THE DOWNFALL OF NAPOLEON IN 1815 LEFT BRITAIN IN UNCHALLENGED dominion over a large portion of the globe. France and indeed the whole continent of Europe was exhausted. A United Germany had not yet arisen and Italy still lay in fragments. Russia was withdrawing from Western Europe. The Spanish and Portuguese peoples were busy in their peninsula and in their tropical possessions overseas. In the following decades revolution and civil commotion smote many of the Powers of Europe, and new nations were born. Britain alone escaped almost unscathed from these years of unrest. There was an unparalleled expansion of the English-speaking peoples both by birth and emigration.



The break between Britain and America made by the American Revolution was neither complete nor final.

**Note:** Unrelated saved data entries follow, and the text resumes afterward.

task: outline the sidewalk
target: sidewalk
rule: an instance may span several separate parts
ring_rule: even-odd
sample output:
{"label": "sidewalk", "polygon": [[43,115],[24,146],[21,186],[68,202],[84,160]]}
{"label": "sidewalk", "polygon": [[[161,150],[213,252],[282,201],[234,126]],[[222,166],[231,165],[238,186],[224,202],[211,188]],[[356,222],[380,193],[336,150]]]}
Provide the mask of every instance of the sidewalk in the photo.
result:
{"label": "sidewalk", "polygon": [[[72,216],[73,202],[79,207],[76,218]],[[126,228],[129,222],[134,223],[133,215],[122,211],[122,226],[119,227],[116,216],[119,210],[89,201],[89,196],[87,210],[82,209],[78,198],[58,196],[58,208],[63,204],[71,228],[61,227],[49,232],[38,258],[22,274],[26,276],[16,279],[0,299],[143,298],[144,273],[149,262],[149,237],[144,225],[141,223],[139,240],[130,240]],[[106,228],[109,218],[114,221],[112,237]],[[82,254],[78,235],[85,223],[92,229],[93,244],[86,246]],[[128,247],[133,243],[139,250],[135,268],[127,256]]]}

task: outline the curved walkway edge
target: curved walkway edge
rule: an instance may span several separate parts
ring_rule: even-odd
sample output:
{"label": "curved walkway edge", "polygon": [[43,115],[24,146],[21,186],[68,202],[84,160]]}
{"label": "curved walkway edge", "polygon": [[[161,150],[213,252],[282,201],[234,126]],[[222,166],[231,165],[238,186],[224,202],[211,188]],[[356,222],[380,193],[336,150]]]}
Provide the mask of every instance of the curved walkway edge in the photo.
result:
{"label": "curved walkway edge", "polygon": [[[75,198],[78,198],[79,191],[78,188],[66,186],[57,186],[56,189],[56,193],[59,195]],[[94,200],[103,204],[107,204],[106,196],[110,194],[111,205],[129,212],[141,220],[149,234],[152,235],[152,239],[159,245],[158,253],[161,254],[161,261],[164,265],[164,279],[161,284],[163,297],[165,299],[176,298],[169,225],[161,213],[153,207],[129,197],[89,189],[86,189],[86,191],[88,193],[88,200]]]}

Intercourse continued and grew across the Atlantic. While America devoted her energies to the settlement of half of the North American continent, Britain began to occupy and develop many vacant portions of the globe. The Royal Navy maintained an impartial rule over the oceans which shielded both communities from the rivalry and interference of the Old World.



The colonisation of Australia and New Zealand, and the acquisition of South Africa in the decline of Holland, created the new and wider British Empire still based upon sea-power and comprising a fifth of the human race, over which Queen Victoria, in the longest reign of British history, presided. In this period moral issues arising from Christian ethics became prominent. The slave trade, from which Britain had so shamelessly profited in the past, was suppressed by the Royal Navy. By a terrible internal struggle, at the cost of nearly a million lives, slavery was extirpated from the United States; above all, the Union was preserved.



The nineteenth century was a period of purposeful, progressive, enlightened, tolerant civilisation. The stir in the world arising from the French Revolution, added to the Industrial Revolution unleashed by the steam-engine and many key-inventions, led inexorably to the democratic age. The franchise was extended steadily in all the Western States of Europe, as it had been in America, until it became practically universal. The aristocracy, who had guided for centuries the advance of Britain, was merged in the rising mass of the nation. In the United States the Party system and the Money Power, which knew no class distinctions, preserved the structure of society during the economic development of the American continent.



At the same time the new British Empire or Commonwealth of Nations was based upon Government by consent, and the voluntary association of autonomous states under the Crown. At the death of Queen Victoria it might well have been believed that the problems of past centuries were far on the highroad to gradual solution. But meanwhile in Europe the mighty strength of the Teutonic race, hitherto baffled by division or cramped in lingering medieval systems, began to assert itself with volcanic energy. In the struggle that ensued Great Britain and the United States were to fight for the first time side by side in a common cause.